It would be easy to put a header as Georgia on my mind, as it truly has been, and it’s such a great song but instead I’ll hold my horses and start to put words to a few of my thoughts… but then again the Georgia trip was filled with music so lets continue in that tradition
About a month ago I was in Georgia, along with a number of other winenerds/winelovers on one of the EWBC post trips in search of the cradle of wine and new expreinces.

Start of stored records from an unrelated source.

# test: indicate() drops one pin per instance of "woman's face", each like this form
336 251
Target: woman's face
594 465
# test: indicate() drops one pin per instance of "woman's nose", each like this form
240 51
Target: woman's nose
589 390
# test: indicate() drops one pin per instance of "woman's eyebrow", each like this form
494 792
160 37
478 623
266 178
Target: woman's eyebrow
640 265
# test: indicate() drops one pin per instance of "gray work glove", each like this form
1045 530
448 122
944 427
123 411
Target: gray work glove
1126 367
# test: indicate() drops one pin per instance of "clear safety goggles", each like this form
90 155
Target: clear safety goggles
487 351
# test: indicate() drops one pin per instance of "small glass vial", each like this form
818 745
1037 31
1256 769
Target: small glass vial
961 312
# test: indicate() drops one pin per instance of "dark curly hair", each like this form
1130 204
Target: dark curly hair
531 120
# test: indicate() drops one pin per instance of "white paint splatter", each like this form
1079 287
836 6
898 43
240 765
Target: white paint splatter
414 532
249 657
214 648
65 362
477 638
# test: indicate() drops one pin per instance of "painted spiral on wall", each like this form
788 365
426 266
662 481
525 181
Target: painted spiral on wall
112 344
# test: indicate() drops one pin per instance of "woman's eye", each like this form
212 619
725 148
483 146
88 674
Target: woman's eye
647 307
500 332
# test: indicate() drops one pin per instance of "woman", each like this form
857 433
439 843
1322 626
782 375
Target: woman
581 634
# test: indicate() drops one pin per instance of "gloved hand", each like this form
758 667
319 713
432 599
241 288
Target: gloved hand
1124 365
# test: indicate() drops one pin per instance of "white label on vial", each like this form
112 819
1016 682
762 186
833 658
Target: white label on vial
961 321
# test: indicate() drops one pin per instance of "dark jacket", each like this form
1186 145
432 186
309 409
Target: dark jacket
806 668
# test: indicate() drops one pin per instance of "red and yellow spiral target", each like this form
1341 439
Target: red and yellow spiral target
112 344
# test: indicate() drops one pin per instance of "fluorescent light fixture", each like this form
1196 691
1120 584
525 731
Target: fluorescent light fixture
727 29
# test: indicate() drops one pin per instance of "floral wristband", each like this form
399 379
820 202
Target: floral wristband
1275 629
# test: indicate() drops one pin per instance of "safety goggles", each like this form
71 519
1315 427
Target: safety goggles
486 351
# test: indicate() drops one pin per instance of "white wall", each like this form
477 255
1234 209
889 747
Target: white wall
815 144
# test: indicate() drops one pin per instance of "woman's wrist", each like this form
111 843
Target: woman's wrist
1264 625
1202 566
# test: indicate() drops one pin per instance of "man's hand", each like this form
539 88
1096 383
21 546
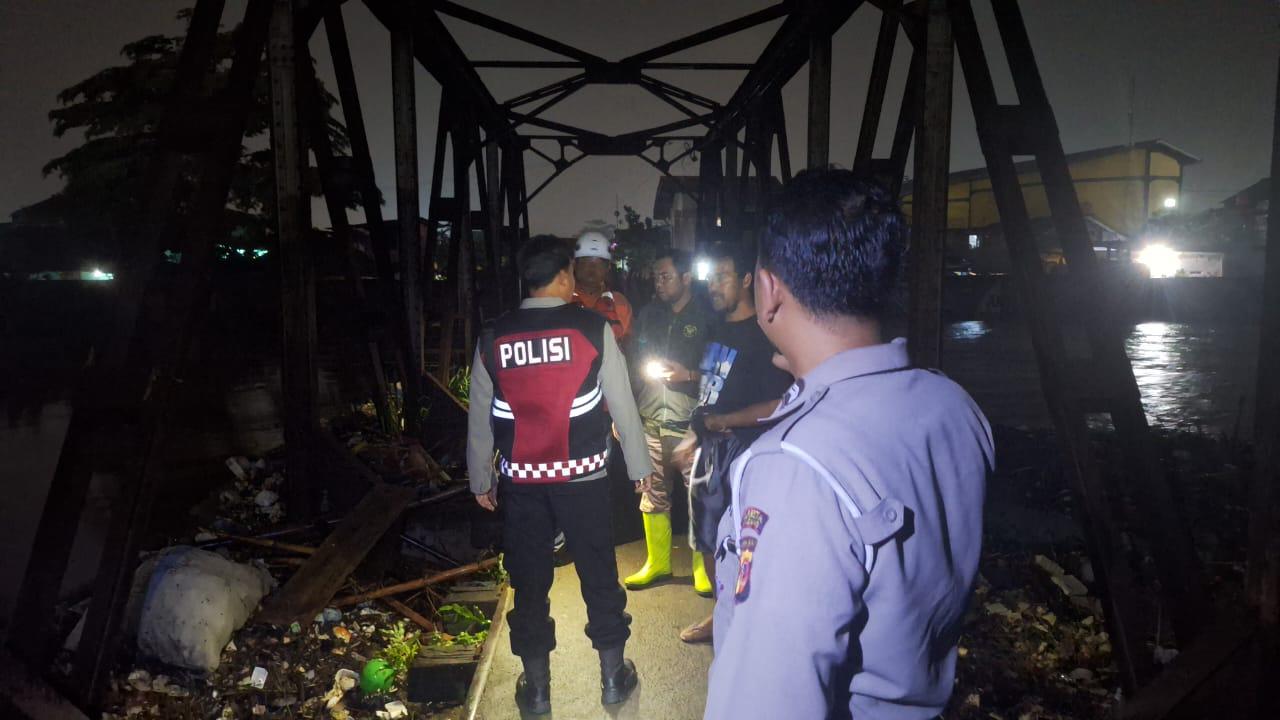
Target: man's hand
682 455
716 423
677 373
645 483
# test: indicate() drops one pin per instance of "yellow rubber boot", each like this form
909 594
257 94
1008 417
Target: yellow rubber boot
657 536
702 582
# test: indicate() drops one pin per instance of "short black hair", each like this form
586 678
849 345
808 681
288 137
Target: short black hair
743 254
543 258
837 240
681 259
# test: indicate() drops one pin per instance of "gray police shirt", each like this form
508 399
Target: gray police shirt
849 554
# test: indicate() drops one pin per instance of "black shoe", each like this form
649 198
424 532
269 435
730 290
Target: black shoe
617 687
533 697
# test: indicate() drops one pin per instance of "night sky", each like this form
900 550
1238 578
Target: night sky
1205 73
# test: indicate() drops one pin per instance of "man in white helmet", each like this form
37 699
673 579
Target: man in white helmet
592 261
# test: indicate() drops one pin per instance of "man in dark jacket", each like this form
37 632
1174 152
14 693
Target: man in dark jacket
539 383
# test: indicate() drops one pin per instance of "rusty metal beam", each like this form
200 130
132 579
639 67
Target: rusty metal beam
440 55
572 64
512 31
929 191
32 637
297 269
1264 578
407 212
819 100
370 196
876 89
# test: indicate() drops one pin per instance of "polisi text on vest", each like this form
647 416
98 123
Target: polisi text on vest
534 351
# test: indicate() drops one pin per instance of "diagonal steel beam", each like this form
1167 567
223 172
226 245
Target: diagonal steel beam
440 55
716 32
575 64
785 54
544 91
515 32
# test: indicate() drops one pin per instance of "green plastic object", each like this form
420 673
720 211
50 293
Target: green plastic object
378 677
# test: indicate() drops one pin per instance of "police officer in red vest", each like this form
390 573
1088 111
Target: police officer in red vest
538 447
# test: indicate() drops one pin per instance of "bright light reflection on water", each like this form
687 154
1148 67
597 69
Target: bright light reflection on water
1191 374
968 331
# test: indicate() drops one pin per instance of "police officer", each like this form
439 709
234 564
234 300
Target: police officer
592 261
539 383
853 536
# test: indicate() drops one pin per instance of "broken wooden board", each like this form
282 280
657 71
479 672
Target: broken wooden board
323 574
23 695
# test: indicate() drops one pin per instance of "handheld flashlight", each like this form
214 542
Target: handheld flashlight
657 370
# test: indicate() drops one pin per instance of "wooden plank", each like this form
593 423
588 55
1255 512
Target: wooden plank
416 584
30 697
1189 670
929 192
315 583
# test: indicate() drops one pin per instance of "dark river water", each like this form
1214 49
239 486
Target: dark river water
1192 376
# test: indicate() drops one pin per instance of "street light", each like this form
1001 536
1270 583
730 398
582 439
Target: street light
1161 260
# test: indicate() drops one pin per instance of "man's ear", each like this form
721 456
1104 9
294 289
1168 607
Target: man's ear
768 294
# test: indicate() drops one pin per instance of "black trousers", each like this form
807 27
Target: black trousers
530 516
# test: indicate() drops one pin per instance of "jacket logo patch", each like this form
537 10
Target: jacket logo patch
745 554
754 519
534 351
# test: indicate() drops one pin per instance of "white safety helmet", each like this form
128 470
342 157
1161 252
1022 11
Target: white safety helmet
593 244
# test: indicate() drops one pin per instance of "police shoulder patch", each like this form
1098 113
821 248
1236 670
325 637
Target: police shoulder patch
745 554
754 519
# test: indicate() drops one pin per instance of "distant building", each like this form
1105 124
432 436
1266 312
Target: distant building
1120 190
676 204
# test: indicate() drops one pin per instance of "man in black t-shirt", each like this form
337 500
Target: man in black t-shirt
739 386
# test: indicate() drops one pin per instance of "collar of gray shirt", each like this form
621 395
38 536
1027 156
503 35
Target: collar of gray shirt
844 365
540 302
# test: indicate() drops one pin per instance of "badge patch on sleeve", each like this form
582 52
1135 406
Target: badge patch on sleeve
743 588
754 519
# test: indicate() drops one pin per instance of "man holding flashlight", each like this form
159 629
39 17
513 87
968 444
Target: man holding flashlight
671 335
739 387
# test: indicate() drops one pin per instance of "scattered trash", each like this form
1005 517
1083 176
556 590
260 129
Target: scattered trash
193 601
329 615
1050 566
1082 675
394 709
1070 584
376 677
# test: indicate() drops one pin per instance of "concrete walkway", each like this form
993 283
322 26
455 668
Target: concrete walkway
672 674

That Georgia makes wine may not come as a surprise to everyone, but that Georgia makes superb wines and still make wine in much the same way as in antiquity is perhaps more surprising. In Georgia they make wine in two ways, in part in much the same way as we do wine in Europe and the New World and then they also make wines in amphorae (qvevri) called qvevri wines. The teqhniuqe dates back several thousand years back in time.
Today we know that there are more than 500 diffrent grape varities in Georgia, most of which is only found in this part of the world and many only in Georgia. The most common are the green grapes rkatsiteli, khikhvi and kakhuri mtsvane and the blue grape saperavi.
On the Ampheloograhical collect of Georgian grapevine Germplasm just outside Tbilisi researchers a collected a gen bank consisting of 20 plants of each grape. This to preserve the different grapes and clones of grapes for the future, but also so that winemakers can get shoots and replant unusual grapes.
During our stay in Georgia we visited several winemakers, the first I present is Chateau Mukhrani, a wine chateau with a Swedish connection. The castle itself dates back to 1878 and Prince Mukhrani of the Royal family Bagrationi. It was abandoned and fell into disrepair during the Soviet period. In 2003 the estate was begun to be repaired by Marussia Beverages and Georgian businessmen. In 2007 they collected thier first harvest in decades.
Today the new winery is fully functional and the castle is more or less rebuilt and the the wine cellar is almost complete. For some years now, one of the major owner is from Swedish and thats perhaps why I was met by a familiar language and a polar beer like dog when we got off the bus and met Petter Svaetichin.
Today the castle includes about 100 hectares of land of which 90 hectares are planted with vines, some are still too young to give any real returns yet. When replanting the vineyards this have been done to be more or less like in the 1870s. The soil is mainly clay and they have currently 11 different grapes, including four international and one unique grape; goruli mtsvane, only grown here. They are also the only one who works with a chateau-concept, ie the crop is in connection with a castle. Today they produce about 320’000 bottles of wine per year, and the goal is to be to produce approximately 650’000 bottles in a few years. The winemaker is Lado Uzunashvili.
At Chateau Mukhrani they only do wines in the european style and no qvevri wines, at least not yet. We got to try six of their wines and they are really nice, fresh and elegant.
Here are my notes in short, white wines:
Chateau Mukhrani 2010 Rkatsiteli
Easy to drink, fresh with nice acidity and good fruit, a little apple and apricot and a slight nuttiness and a hint of butterscotch. A good standard wine.
Chateau Mukhrani Goruli Mtsvane 2010
The unique grape produces a fresh wine, hints of pineapple and citrus with a little spicy aromatic notes.
Chateau Mukhrani Rosé Tavkveri 2011
Initially slightly sweet with lots of strawberry, a nice little acidity with hints of rhubarb and in the finish a nice spiciness. A nice summer drink.
Chateau Mukhrani shavkapito 2010
Dark red and blue berries, intense tone, good oak and nice spice. Nice balance and a nice acid gives a nice but fairly simple everyday wine.
Chateau Mukhrani saperavi 2008
Pretty easy on the nose, nice fruit, still young and fresh, elegant with fine oak. In the aftertaste there are a few notes of green pepper. Would be nice to store 3-5 years.
Chateau Mukhrani réserve du prince 2007
Intense flavor, good depth, dark fruits and berries, cherries, raspberries and linon berries. It’s a little soursweet with good oak flavours and a hint of forest, stables and tobacco notes. It ressembles a Piedmont wine in style, but is still far too young – store!
We must not forget the Georgian spirit / grappa Chacha – this would probably fit well on the Swedish market, attractive packaging and really enjoyable to shot!
On the whole, Chateau Mukhrani proved to be a very nice winery with great promise and is well worth a try if you get the chance! The same applies to the country of Georgia – a very nice holiday destination and in a year or so you can book a room in the castle
I’ll be back with more on Georgia … soon!